We can implement this as follows:

import theano.tensor as T
delta = 0.1
def huber(target, output):
    d = target - output
    a = .5 * d**2
    b = delta * (abs(d) - delta / 2.)
    l = T.switch(abs(d) <= delta, a, b)
    return l.sum()

Unfortunately, we will have to set a global variable for this. The most elegant solution is to use a function template:

import theano.tensor as T
def make_huber(delta):
    def inner(target, output):
        d = target - output
        a = .5 * d**2
        b = delta * (abs(d) - delta / 2.)
        l = T.switch(abs(d) <= delta, a, b)
        return l.sum()
    return inner

my_huber = make_huber(0.1)

This way we can create wild loss functions.
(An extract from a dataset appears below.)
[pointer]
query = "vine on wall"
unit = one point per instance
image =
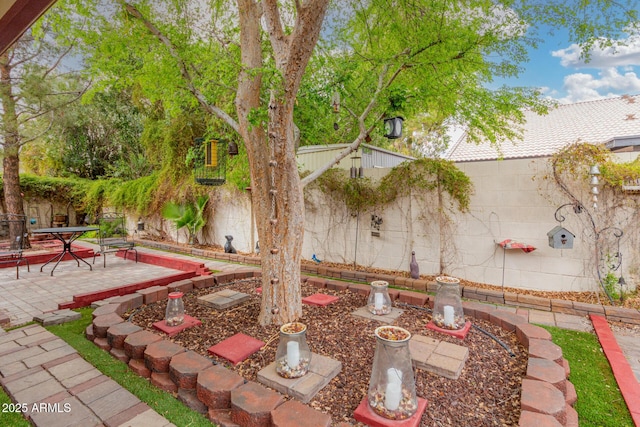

Using norms and transfer functions

The story is similar when using norms and loss functions. In the former case, the module of interest is breze.arch.component.norm. The protocol is that a single argument, a Theano variable, is given. The result is expected to be a Theano variable of the same shape. This is also the case for transfer functions, except that the module in question is breze.arch.component.transfer.